Homer was going through the daily e-mails with the TV providing background noise, when something caught his attention. The happy couple with the pasted on smiles were telling the world about a wonderful new product that you spray into your toilet bowl before doing your business, and it makes your crap smell like lemongrass. Supposedly, four or five spritzes forms a film barrier atop the water, and that traps the foul smelling stuff, keeping your bathroom pleasantly fresh. Certainly the greatest triumph of American ingenuity since that guy combined the plastic spoon and plastic fork and came up with the spork.


And not only did it take a genius to invent this stuff, it took a super genius (like Wile E. Coyote) to come up with the name. Poo-pourri. Really. Poo-pourri. And it's two bottles of the stuff and a portable sprayer to take along in your purse (or manpurse) for only $18.47.


It gets better.


The reason this is on the Christmas in July Weekend is that they have a special Christmas Poo-pourri. Maybe it's specially formulated for Mr Hanky, the Christmas Poo from South Park. But, unlike lemongrass, Christmas Poo-pourri has the scent of holly, citrus, and cinammon. Nothing like adding a festive air (so to speak) to your holiday crapulence.

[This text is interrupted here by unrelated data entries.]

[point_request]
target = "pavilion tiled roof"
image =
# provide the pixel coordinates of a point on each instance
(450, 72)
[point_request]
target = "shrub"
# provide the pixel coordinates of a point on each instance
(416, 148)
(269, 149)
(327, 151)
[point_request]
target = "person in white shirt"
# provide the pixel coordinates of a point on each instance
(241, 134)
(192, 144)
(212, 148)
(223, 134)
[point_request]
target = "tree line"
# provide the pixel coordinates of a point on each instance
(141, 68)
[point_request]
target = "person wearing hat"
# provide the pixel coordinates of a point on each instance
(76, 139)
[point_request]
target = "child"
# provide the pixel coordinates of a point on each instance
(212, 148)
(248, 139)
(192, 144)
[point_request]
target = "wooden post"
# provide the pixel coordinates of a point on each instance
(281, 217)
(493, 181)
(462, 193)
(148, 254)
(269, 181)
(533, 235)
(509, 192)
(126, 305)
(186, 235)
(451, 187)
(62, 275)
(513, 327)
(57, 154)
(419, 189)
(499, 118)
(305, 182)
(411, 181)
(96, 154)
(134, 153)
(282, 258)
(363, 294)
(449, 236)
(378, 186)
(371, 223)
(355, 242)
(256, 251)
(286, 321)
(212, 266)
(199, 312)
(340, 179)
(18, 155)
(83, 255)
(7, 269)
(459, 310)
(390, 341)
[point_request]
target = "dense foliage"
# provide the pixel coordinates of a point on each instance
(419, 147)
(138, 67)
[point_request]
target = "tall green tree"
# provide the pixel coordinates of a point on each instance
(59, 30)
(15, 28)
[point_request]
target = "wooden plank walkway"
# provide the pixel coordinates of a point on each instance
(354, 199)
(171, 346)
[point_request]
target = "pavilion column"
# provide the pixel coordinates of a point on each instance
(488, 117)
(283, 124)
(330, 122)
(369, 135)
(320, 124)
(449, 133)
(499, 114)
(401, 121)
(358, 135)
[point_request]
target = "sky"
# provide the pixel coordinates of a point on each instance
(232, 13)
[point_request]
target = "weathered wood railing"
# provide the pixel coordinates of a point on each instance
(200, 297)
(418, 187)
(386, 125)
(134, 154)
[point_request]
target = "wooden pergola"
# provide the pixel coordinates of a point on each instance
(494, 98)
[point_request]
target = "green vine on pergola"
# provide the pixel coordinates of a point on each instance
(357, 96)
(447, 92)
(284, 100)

Unfortunately, they sold out of the stuff, but you can be placed on a waitlist. I am not making this up.


Homer suggests this as a wonderful Christmas gift, especially for Browns and Ravens fans, who are so full of it and in need of the stuff. But don't bother sending any of it to that Tom Brady guy or his hottie wife Gisele, because, as we all know, their shit doesn't stink.


Merry Christmas again, and enjoy your pony.